Hauptgeschäftsführer Dr. Tobias Mehlich vermutet, dass vor allem Betriebe im Wohn- und Tiefbau rund um die Umweltzonen Ulm, Schwäbisch Gmünd und Heidenheim betroffen wären. Mit der Neuregelung benachteilige die Politik genau diejenigen, die ihre Infrastrukturprojekte umsetzen sollen.

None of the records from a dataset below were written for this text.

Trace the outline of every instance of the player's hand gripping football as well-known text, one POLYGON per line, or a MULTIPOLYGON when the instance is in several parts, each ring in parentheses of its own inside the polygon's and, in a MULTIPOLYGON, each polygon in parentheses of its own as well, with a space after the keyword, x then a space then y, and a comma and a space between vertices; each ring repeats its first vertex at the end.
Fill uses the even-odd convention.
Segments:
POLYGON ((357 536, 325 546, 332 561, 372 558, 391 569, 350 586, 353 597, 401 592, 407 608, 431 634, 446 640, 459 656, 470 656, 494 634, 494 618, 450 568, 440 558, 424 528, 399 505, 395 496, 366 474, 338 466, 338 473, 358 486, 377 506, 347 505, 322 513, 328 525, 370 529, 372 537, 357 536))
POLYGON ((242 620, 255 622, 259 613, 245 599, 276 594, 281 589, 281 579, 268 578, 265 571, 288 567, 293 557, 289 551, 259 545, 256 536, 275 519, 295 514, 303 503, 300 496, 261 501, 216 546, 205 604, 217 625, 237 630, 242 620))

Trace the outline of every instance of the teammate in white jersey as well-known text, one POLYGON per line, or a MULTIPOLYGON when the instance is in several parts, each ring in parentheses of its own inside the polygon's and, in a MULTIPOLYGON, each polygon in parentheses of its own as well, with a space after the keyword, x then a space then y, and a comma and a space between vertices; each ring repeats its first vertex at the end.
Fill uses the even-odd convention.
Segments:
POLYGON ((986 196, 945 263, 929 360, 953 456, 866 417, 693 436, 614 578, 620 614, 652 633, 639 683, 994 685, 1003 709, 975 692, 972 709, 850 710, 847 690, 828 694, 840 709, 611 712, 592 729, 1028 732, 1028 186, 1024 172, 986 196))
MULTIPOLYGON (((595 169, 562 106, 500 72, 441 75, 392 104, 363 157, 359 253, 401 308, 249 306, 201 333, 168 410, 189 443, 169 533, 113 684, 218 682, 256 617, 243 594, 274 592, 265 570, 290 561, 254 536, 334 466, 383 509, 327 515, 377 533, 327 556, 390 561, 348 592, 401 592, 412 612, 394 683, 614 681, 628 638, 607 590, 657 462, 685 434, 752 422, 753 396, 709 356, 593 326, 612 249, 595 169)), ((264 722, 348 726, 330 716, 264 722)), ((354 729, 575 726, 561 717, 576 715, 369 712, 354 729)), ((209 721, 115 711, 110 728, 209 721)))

Mehlich steht auf dem Standpunkt: Es wäre wesentlich sinnvoller, den Lkw- und Schwerlastverkehr in den Städten einzudämmen. Denn viele Baumaschinen legten am Tag höchstens fünf Kilometer zurück, so dass sie für die Luftreinhaltung kaum relevant seien. Allerdings koste die Nachrüstung pro Maschine 2500 bis 15.000 Euro.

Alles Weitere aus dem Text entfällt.